The "harness" is a category word. Inside the category, there are six identifiable pieces. Every modern coding agent harness — Claude Code, Cursor, Aider, Codex CLI, Cline, Continue — has all six. They differ on where the investment is heaviest. They never differ on whether a piece exists.

Memorize the six. The audit drill at the end of the lesson scores harnesses across exactly these six dimensions.

Piece 1 — Config

The static text the model sees on every turn. Two flavors:

  • Always-loaded: CLAUDE.md (Claude Code), AGENTS.md (Codex CLI), .cursorrules (Cursor), .continuerules (Continue). Project-level guardrails that get injected into every system prompt.
  • Loaded on demand: skill files (Claude Code's /skills directory), slash-command prompts, role-specific subagent system prompts.

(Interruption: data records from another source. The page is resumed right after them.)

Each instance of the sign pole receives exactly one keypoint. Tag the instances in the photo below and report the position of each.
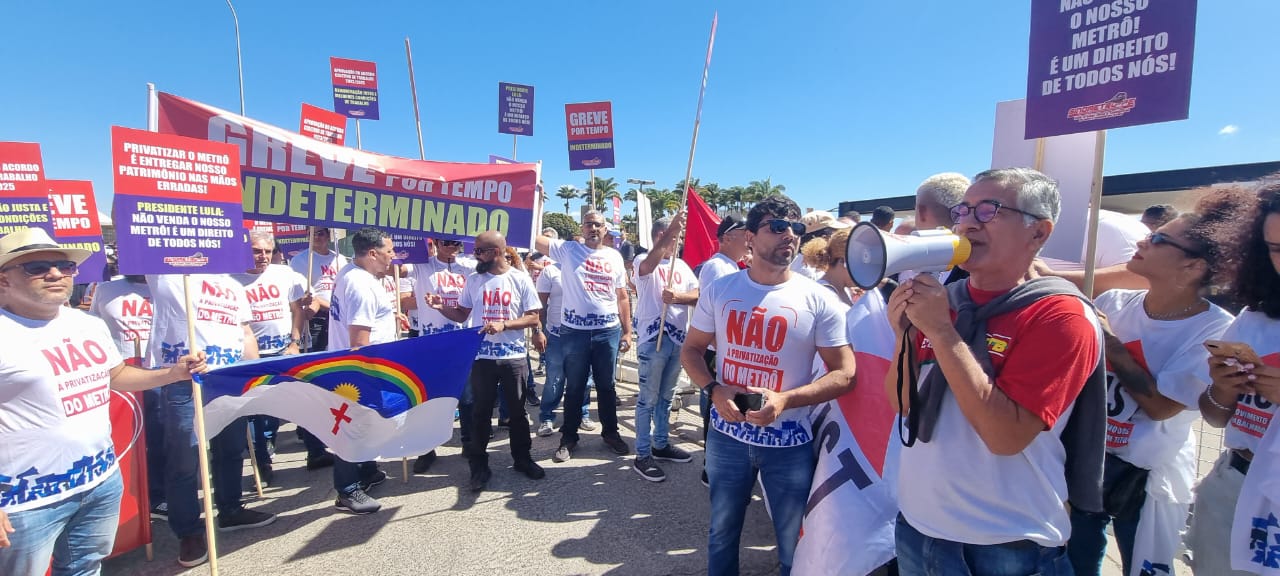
(689, 170)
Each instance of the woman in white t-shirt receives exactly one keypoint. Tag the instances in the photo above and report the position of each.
(1155, 362)
(1242, 397)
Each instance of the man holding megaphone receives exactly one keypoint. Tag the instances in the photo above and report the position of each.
(1010, 388)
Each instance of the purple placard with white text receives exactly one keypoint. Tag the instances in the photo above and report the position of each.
(1098, 65)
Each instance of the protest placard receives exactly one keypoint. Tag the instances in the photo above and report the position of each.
(296, 179)
(515, 109)
(1098, 65)
(355, 87)
(323, 124)
(590, 135)
(177, 205)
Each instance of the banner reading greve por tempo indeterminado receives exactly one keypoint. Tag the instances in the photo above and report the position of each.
(291, 178)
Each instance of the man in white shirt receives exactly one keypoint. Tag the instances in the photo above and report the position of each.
(502, 302)
(668, 286)
(278, 320)
(595, 327)
(59, 483)
(362, 311)
(767, 325)
(443, 275)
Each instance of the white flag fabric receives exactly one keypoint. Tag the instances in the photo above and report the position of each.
(853, 504)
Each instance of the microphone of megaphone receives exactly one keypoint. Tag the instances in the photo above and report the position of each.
(873, 255)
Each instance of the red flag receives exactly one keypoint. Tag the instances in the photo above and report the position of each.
(700, 242)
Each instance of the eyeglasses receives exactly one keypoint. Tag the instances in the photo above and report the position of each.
(40, 268)
(778, 225)
(984, 211)
(1157, 238)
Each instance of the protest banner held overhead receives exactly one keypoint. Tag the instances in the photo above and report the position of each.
(515, 109)
(23, 192)
(73, 211)
(1100, 65)
(323, 124)
(355, 87)
(295, 179)
(177, 205)
(590, 135)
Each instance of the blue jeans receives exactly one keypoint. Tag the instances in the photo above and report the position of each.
(554, 387)
(731, 469)
(78, 533)
(589, 353)
(182, 471)
(923, 556)
(658, 374)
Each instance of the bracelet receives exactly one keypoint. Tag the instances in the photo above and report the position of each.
(1208, 393)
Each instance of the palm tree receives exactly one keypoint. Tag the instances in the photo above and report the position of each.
(566, 192)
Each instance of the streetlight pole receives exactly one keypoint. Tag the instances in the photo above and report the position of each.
(240, 62)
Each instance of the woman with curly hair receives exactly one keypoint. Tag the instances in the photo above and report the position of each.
(1155, 359)
(1242, 397)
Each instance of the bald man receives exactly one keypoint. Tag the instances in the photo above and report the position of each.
(502, 302)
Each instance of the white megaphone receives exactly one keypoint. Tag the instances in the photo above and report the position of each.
(873, 255)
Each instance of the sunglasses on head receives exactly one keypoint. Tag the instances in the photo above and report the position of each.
(39, 268)
(778, 225)
(1159, 238)
(984, 211)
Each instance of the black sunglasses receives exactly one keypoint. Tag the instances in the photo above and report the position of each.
(39, 268)
(1159, 238)
(984, 211)
(778, 225)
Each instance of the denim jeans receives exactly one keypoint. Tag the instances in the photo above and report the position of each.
(658, 374)
(78, 533)
(589, 353)
(554, 387)
(182, 471)
(923, 556)
(731, 469)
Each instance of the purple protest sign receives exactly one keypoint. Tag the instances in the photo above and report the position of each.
(1100, 65)
(177, 205)
(515, 109)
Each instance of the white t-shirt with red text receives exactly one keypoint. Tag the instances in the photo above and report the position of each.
(269, 297)
(499, 298)
(954, 488)
(55, 426)
(1253, 412)
(443, 279)
(649, 300)
(590, 279)
(767, 337)
(126, 307)
(219, 306)
(362, 300)
(1173, 352)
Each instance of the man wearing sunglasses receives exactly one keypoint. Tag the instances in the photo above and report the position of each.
(594, 328)
(443, 275)
(983, 479)
(768, 324)
(59, 481)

The bigger your config-piece investment, the more your harness encodes opinions about how the model should behave. Production harnesses keep CLAUDE.md under 60 lines (HumanLayer's published number) and offload everything else to skill files.

Piece 2 — Tools

What the model can DO besides talk. Three sub-categories:

  • Built-in tools: filesystem (Read, Edit, Write), shell (Bash), web (WebFetch, WebSearch), agent-internal (TodoWrite).
  • MCP servers: out-of-process tool registries that bolt on (Linear, GitHub, Postgres, Slack). The Model Context Protocol spec.
  • Custom CLIs: a tiny shell command (e.g., linear-cli list-issues) that wraps an external API in fewer tokens than an MCP server would. HumanLayer explicitly recommends these over MCP for high-volume integrations.

Osmani's rule: "Ten focused tools outperform fifty overlapping ones, because the model can hold the menu in its head." Tool bloat is the most common harness sin.

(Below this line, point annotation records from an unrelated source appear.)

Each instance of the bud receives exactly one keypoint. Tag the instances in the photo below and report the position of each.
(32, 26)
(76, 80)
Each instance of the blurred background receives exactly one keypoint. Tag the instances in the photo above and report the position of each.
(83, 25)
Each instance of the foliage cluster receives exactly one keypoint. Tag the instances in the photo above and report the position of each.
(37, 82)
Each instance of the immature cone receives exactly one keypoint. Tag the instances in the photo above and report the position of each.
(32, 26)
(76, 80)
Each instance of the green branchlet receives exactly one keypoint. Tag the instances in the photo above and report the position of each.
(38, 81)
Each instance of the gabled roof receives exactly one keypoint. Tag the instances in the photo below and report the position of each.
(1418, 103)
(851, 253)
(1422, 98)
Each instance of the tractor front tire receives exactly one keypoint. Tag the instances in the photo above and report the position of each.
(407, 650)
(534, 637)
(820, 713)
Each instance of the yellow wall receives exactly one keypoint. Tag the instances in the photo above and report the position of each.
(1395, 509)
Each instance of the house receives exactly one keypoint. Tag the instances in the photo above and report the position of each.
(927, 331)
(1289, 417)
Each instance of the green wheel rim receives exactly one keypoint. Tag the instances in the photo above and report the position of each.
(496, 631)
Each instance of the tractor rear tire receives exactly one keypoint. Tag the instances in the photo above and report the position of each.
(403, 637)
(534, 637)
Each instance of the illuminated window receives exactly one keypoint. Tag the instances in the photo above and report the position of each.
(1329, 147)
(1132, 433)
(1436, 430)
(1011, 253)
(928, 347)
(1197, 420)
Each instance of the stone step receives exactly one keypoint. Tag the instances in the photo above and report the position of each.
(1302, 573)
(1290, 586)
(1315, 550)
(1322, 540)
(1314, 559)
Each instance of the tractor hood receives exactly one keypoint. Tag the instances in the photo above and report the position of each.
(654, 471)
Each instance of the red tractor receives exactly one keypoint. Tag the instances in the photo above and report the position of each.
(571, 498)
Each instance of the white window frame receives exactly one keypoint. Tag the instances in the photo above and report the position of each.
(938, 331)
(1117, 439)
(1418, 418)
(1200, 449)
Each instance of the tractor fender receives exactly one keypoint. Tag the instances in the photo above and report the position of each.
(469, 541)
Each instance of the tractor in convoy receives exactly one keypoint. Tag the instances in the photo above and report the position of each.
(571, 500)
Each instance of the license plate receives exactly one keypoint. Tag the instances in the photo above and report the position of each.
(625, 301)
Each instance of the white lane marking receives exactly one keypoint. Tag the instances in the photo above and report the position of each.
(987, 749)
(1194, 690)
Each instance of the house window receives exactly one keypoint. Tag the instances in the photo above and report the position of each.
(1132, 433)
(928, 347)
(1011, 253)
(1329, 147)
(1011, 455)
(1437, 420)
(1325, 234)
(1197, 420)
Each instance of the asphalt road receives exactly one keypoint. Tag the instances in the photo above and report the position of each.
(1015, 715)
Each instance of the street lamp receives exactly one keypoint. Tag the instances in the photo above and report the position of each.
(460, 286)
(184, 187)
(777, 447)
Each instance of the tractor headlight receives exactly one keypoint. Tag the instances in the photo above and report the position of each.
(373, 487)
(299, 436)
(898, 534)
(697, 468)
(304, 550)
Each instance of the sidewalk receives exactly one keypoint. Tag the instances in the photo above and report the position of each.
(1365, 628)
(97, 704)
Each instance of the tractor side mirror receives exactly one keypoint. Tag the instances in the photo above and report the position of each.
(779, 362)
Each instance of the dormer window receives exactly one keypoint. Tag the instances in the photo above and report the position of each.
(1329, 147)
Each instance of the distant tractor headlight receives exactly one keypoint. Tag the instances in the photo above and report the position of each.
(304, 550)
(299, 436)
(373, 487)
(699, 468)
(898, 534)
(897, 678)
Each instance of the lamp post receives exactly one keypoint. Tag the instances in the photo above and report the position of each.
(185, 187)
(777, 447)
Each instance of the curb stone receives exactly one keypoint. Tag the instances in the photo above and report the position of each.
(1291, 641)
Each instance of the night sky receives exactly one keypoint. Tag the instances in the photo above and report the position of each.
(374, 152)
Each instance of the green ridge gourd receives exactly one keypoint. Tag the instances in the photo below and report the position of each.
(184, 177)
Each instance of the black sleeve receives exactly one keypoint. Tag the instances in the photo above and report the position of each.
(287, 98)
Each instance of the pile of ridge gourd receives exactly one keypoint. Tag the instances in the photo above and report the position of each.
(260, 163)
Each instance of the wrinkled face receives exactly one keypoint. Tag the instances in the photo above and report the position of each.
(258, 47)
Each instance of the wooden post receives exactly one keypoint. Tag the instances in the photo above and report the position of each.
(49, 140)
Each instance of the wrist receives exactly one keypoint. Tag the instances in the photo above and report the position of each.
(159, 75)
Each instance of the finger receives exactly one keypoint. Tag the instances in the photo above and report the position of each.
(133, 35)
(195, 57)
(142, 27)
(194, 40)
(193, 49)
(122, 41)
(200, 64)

Piece 3 — Bundled infrastructure

The execution environment the tools run inside:

  • A real filesystem (not just in-memory state).
  • A sandbox (Daytona, E2B, Modal, Vercel Sandbox, or a local Docker container) for risky shell.
  • A headless browser (Playwright, BrowserBase, Vercel agent-browser).
  • A database connection, a Redis cache, a long-running daemon for background tasks.

This is where the "agent" stops being "a chat that calls APIs" and becomes "a process with the same authority as a junior dev's laptop." If the model can rm -rf /, the harness is underinvested in infra-piece sandboxing.

Piece 4 — Orchestration

How the harness composes multiple model calls or multiple agents:

  • Subagents — a child agent with its own context window, its own tool subset, often a different system prompt. Claude Code's Task tool, Cursor's background agents.
  • Planner / executor splits — one agent writes the plan, another agent executes it step-by-step. Anthropic's eval patterns describe this as "evaluator-optimizer."
  • Routing — dispatch based on input type (code question vs deploy task vs research) to specialized subagents.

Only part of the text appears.